どうしようか迷ったが朝食はお粥にすることにした。パンを仕込む時間はなかったし。発酵時間を考えるとかなり早く起きないといけなくなる。


時間を考慮して『朝粥』に決めたのだ。




私は生米を鍋に入れ。弱火でコンロにかける。


その間にトッピングを作ることにした。




今のところ梅干し、のり、わさび、漬物は見つからない。無いのかあるのかもわからない。

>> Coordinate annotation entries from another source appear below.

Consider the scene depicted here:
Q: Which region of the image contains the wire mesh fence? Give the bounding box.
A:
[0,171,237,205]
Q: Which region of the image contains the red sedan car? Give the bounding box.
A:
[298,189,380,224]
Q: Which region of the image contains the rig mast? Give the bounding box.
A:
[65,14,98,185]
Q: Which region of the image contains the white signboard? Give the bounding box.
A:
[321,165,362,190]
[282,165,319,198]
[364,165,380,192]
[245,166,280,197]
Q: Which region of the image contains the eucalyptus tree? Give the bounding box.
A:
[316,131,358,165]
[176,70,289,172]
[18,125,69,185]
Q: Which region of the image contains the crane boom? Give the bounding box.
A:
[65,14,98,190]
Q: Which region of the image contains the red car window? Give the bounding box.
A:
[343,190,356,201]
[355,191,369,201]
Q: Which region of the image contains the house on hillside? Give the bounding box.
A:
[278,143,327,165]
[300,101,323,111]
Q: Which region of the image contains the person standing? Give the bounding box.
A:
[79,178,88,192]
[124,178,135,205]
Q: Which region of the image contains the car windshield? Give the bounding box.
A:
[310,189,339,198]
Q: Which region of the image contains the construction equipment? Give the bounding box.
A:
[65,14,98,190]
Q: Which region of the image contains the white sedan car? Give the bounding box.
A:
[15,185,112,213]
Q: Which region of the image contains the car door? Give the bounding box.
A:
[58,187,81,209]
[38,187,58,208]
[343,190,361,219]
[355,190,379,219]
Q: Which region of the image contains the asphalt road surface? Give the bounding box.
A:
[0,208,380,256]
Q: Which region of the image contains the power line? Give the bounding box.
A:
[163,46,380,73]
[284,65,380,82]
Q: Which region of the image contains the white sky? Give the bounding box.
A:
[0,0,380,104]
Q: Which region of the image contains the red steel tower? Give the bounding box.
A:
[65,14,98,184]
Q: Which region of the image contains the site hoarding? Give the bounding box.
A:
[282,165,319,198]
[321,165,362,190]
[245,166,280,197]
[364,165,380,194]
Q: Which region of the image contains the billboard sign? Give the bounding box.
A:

代わりに魚を保冷庫で見つけていたので、白身魚を焼くことにする。 ほぐして簡単フレークだ。


後は卵を温泉卵にして添えることにする。


お粥の味付けは塩のみになる。




出汁を作ってないし、流石にスープストックでお粥は食べたくない。食べれないわけではないが、どちらかと言うとリゾット、っていう感じになってしまうので塩味だけにする。


私が食べたいのはあくまでも『お粥』なのだ。




「しかし、材料でないものが多いなぁ、もともと無いのか、私のところに持って来てないのか区別がつかない…」




材料は発注形式でも大丈夫だと思うけど、何があるのか知りたい、でないと、ないものを自分でどうにかする必要がある。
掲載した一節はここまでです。